In Hume’s Dialogues Concerning Natural Religion, Part X, Philo have questioned how it is possible to reconcile God's infinite benevolence, wisdom, and power with the presence of evil in the world. “His power we allow is infinite: whatever he wills is executed: but neither man nor any other animal is happy: therefore he does not will their happiness. His wisdom is infinite: he is never mistaken in choosing the means to any end: but the course of Nature tends not to human or animal felicity: therefore it is not established for that purpose.” (Hume, 87) Given the presence of evil, we must either conclude that God wishes to prevent needless suffering, but cannot, in which case God is not all-powerful, or we may admit that he does not wish to prevent evil in which case we may conclude that God is not infinitely benevolent. Or, alternatively, we can conclude that he both wishes and can prevent evil, but that he is not wise enough to know how to arrange the world so that there is no evil, in which case he is not infinitely wise.

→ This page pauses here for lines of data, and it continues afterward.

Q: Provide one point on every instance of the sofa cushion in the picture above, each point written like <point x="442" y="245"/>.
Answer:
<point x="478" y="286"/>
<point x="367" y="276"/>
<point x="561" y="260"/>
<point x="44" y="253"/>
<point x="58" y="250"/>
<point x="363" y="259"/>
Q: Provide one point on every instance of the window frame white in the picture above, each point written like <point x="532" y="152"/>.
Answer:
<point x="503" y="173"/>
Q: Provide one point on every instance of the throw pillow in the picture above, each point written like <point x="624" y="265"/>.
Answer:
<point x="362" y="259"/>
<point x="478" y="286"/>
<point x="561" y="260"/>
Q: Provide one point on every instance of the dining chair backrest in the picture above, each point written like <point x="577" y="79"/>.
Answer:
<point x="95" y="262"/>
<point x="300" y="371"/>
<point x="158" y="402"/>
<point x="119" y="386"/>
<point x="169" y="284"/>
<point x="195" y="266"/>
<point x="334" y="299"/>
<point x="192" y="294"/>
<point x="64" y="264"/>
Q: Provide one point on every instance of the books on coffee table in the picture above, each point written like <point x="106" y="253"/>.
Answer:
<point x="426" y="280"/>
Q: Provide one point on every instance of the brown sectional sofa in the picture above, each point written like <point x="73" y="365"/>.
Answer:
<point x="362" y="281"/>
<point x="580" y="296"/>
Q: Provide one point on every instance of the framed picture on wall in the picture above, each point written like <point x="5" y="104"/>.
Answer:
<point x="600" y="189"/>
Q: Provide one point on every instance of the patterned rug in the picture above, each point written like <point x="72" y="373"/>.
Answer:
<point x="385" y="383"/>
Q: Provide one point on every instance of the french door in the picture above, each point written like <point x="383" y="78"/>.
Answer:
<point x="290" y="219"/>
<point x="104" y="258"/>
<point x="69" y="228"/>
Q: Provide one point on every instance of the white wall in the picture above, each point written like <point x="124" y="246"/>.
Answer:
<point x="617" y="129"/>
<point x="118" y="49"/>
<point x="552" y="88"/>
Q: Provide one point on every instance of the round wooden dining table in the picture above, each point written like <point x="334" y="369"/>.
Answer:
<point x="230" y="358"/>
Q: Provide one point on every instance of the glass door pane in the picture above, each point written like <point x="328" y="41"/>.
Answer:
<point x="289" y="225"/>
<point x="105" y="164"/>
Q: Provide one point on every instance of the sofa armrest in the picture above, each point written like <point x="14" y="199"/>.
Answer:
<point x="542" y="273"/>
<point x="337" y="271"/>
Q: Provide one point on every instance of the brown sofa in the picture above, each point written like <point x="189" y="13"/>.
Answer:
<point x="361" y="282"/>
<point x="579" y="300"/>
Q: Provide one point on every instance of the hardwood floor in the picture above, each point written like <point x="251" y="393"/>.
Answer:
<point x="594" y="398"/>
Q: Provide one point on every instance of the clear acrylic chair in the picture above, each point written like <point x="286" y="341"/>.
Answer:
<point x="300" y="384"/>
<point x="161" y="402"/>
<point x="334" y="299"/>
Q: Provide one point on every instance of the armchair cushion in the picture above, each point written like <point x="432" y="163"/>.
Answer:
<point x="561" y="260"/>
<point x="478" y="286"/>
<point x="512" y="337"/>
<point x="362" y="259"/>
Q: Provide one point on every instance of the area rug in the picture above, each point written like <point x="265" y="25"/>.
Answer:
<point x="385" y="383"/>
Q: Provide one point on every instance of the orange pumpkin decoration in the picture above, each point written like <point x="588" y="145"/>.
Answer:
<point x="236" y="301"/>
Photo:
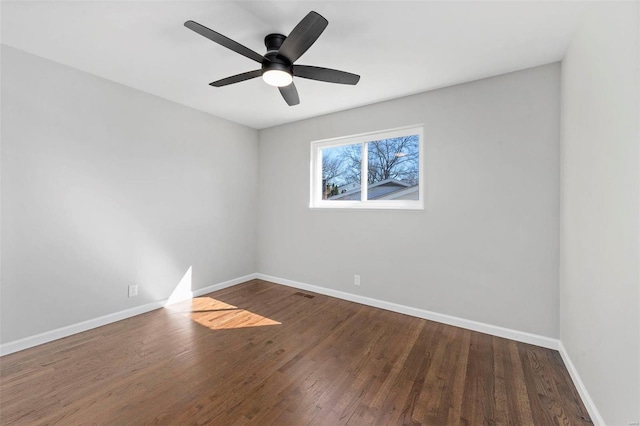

Philo’s argument of the incompatibility of God’s existence with the existence of evil is valid, because of the following:
Philo’s argument has the premises which are God is infinitely wise, powerful and benevolent is true. The existence of evil shows God must lack either infinite benevolence or powerful or wisdom. If we assume these premises are true, then the conclusion God does not exist is true. A valid argument is one on which, if we assume the premises are all true, the conclusion must be true. Therefore it is a valid argument.
It is an unsound argument, because the premises of this argument are not true in fact: the existence of evil cannot show that God must lack either infinite benevolence or powerful or wisdom. Because if God is infinitely perfect, which means he has power and wisdom to make the world that non-existence of evil, and he is benevolently want make the world that non-existence of evil, but God is possible have good reasons for allowing evil to exist that, in his mind, outweigh the desirability of the nonexistence of evil. So Philo also offers an answer that we can allow that God's infinite perfection and the evil of his creation can be reconciled in some unknown way. A sound argument is a valid argument whose premises are all true in fact. Therefore, this argument is unsound.